TABLE OF CONTENTS
This model recommends products with attributes similar to the product currently in view. It enables your customers to discover new products from the catalog and quickens the purchasing decision. Based on various criteria, the model assigns, similarity score for each product, and the products with the highest similarity score are recommended to the customers.
You can configure this model to create various types of recommendation strategies by assigning varied importance to product attributes such as brand, color, and category.
Configure this model to create a strategy with the following values:
Assign maximum importance to color
Assign negative importance to brand
Assign medium importance to pattern
Choose yes for 1:1 affinity-based personalization
Recommend products similar to those viewed by the customer with similar colored products appearing first, followed by products of similar pattern, and not showing products of the same brand.
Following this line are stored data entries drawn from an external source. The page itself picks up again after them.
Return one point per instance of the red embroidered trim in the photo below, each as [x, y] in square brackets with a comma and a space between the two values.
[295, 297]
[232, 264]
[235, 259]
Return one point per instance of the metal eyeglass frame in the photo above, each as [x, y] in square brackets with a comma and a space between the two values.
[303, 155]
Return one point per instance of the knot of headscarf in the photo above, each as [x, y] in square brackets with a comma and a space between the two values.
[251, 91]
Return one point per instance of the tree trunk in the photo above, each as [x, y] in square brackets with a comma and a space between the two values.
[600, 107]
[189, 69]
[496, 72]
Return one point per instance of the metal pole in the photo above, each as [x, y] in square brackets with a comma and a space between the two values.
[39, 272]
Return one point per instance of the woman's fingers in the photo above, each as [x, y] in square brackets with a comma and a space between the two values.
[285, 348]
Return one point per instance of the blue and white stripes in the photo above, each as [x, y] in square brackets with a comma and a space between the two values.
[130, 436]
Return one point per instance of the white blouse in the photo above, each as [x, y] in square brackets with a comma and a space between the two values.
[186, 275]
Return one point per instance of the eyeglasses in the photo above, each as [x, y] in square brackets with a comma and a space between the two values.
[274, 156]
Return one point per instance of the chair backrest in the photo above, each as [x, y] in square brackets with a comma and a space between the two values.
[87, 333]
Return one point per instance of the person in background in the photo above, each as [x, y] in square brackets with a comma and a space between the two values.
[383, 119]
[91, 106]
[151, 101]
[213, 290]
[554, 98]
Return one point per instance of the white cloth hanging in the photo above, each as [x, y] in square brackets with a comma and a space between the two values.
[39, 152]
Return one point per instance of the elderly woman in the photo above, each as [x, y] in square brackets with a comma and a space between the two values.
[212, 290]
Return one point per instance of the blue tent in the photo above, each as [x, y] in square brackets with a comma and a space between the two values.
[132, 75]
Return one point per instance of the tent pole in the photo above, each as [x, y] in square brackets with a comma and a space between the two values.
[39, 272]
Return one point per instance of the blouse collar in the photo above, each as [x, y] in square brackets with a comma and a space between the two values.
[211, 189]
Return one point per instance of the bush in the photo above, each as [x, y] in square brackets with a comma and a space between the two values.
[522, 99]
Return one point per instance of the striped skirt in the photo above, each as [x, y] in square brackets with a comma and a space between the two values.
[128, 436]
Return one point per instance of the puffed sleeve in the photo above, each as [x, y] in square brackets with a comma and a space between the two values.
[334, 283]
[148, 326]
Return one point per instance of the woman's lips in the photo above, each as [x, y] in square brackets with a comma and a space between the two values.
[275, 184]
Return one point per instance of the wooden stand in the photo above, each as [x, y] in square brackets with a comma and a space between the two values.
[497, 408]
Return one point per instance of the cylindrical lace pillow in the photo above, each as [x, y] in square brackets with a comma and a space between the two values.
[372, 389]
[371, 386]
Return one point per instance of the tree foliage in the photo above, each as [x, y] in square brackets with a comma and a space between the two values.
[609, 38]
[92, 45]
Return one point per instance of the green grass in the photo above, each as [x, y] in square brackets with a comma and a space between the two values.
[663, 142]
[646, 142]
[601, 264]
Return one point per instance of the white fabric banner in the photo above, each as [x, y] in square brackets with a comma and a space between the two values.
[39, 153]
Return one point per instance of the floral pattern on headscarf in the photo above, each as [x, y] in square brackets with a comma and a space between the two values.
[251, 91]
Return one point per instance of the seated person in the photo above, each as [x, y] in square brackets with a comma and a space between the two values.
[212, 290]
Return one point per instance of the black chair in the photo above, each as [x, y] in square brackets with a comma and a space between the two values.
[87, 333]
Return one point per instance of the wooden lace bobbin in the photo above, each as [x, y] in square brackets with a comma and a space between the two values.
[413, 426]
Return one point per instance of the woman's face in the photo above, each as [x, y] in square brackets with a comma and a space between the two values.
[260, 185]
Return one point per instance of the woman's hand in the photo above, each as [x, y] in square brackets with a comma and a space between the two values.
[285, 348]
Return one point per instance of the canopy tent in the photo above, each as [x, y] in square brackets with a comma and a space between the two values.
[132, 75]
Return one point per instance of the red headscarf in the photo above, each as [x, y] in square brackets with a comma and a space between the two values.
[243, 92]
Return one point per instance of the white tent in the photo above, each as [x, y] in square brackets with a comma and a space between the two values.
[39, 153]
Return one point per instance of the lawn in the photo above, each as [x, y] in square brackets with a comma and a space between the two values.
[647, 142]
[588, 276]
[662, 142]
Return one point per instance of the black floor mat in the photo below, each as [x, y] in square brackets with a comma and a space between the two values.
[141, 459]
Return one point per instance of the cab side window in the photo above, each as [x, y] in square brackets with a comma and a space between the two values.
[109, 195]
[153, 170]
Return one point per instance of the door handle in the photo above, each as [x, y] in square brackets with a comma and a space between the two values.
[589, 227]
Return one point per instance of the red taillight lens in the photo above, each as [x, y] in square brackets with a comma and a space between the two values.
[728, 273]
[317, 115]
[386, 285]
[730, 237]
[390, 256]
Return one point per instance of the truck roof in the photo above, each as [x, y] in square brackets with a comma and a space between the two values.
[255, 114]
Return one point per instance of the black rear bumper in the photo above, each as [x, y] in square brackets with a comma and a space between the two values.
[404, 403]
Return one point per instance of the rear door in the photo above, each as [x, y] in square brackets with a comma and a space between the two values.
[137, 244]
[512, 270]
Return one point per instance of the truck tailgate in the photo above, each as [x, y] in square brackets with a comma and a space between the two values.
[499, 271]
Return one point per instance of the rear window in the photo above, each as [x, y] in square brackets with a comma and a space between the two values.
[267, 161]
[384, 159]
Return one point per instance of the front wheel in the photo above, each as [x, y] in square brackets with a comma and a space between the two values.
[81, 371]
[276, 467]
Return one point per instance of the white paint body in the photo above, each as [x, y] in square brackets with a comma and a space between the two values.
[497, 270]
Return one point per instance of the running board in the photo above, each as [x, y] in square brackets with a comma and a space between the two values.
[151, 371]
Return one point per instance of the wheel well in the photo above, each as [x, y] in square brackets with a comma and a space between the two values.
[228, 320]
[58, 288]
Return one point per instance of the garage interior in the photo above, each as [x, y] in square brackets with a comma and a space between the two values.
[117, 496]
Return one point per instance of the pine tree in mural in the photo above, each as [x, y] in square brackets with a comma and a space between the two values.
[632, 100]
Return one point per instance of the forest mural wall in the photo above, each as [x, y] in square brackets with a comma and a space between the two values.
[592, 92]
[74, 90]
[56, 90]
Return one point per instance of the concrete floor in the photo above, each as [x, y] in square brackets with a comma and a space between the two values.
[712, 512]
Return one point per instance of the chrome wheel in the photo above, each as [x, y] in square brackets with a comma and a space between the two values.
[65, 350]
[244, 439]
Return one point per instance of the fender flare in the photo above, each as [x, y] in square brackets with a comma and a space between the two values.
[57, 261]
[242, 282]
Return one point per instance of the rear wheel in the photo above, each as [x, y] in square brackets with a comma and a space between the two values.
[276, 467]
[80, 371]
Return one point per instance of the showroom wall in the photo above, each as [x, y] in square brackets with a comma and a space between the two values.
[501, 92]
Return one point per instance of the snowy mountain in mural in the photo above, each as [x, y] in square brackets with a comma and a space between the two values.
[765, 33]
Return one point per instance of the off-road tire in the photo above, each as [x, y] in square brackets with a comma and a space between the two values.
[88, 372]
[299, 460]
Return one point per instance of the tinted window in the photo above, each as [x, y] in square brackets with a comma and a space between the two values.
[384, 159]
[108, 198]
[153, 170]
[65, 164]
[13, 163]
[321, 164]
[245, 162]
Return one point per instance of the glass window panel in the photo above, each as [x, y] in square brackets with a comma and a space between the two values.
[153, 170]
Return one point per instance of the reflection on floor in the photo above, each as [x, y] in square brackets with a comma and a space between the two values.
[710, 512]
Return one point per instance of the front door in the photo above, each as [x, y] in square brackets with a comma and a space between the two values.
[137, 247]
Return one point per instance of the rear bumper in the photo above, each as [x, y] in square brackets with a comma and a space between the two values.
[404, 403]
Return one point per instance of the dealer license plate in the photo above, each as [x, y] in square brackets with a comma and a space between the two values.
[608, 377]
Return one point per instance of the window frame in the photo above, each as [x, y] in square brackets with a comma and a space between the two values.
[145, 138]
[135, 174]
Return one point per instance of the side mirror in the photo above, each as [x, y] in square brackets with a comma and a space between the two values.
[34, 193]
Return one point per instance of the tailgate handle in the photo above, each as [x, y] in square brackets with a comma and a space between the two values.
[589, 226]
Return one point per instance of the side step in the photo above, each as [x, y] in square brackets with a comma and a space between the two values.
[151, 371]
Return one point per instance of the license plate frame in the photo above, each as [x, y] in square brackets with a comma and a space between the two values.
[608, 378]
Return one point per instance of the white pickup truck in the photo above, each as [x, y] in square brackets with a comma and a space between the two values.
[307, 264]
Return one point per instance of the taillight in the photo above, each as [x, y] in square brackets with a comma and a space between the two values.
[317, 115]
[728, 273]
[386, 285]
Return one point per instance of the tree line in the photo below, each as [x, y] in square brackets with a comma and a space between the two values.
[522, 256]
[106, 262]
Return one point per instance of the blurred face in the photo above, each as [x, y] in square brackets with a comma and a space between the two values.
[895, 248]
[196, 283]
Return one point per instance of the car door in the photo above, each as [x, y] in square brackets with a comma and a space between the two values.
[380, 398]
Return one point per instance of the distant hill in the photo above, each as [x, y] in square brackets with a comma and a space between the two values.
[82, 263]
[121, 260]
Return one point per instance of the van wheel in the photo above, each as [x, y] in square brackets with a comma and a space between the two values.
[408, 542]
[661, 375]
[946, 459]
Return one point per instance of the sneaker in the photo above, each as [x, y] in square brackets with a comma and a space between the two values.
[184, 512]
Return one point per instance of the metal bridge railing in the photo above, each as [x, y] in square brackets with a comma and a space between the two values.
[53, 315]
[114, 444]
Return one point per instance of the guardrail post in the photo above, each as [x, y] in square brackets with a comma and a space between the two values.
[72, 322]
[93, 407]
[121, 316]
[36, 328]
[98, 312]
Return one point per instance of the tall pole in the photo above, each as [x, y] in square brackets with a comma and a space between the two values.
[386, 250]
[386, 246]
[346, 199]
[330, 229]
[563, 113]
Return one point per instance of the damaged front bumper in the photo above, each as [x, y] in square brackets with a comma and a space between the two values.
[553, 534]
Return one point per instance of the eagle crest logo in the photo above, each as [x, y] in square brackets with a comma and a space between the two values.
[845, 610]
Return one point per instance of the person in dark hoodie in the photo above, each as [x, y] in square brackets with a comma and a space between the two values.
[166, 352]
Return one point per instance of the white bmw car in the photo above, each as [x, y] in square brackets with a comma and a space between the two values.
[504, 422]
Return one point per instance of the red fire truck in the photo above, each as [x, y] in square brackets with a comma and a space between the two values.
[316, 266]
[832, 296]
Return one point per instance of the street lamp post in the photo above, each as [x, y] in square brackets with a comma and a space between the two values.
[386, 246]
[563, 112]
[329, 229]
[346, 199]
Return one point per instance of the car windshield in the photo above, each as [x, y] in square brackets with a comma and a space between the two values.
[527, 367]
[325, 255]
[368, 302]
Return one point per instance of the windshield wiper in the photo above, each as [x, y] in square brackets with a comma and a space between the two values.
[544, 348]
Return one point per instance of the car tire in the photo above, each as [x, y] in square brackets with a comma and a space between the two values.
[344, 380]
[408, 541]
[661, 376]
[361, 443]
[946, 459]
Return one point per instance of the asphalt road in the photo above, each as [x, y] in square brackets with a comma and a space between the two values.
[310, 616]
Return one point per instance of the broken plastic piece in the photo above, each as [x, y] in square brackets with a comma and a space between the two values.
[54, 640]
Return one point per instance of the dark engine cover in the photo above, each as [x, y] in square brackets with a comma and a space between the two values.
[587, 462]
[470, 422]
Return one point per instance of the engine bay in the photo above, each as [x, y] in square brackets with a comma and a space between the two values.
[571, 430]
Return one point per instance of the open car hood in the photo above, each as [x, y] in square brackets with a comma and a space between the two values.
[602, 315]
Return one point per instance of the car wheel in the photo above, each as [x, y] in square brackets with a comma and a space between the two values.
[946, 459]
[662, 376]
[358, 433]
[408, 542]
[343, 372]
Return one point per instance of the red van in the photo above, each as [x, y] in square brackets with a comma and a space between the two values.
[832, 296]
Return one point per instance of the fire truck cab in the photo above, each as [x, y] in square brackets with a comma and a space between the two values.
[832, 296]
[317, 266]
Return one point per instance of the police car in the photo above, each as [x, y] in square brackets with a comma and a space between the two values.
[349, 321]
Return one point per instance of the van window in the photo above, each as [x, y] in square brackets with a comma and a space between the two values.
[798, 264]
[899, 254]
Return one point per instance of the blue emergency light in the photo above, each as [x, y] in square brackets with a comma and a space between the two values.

The recommendation results will be personalized, i.e., adapted based on the data collected about the customer's individual preferences.
For example, if a customer views a red-colored, floral dress the customer has displayed a liking for long-sleeved dresses in the past, then the configured strategy will recommend more similar long-sleeved dresses in the following order.
In the above example, if you choose yes to 1:1 affinity-based personalization. The result is displayed irrespective of the customer's past likings.
Configure Similar Products
- Choose Assets > Strategies from the top navigation bar.
- Click New Strategy.
Choose Contextual > Similar Products. The Manage Strategy page is displayed.
Click to configure model parameters.
Click + to add a Product Attribute and choose an attribute from the drop-down. The default product attributes are brand, color, and pattern.
Drag the slider to indicate how important the product attribute is to the model. The values range from -1 to 1.
Note: Click Reset to Default to restore model parameters to default values.
Indicate whether you want to apply 1:1 affinity-based personalization on the model.
Note: If you choose yes, the configured model parameters will be used as a starting point to deliver product recommendations. Thereafter the recommendations will be based on individual customer's affinities.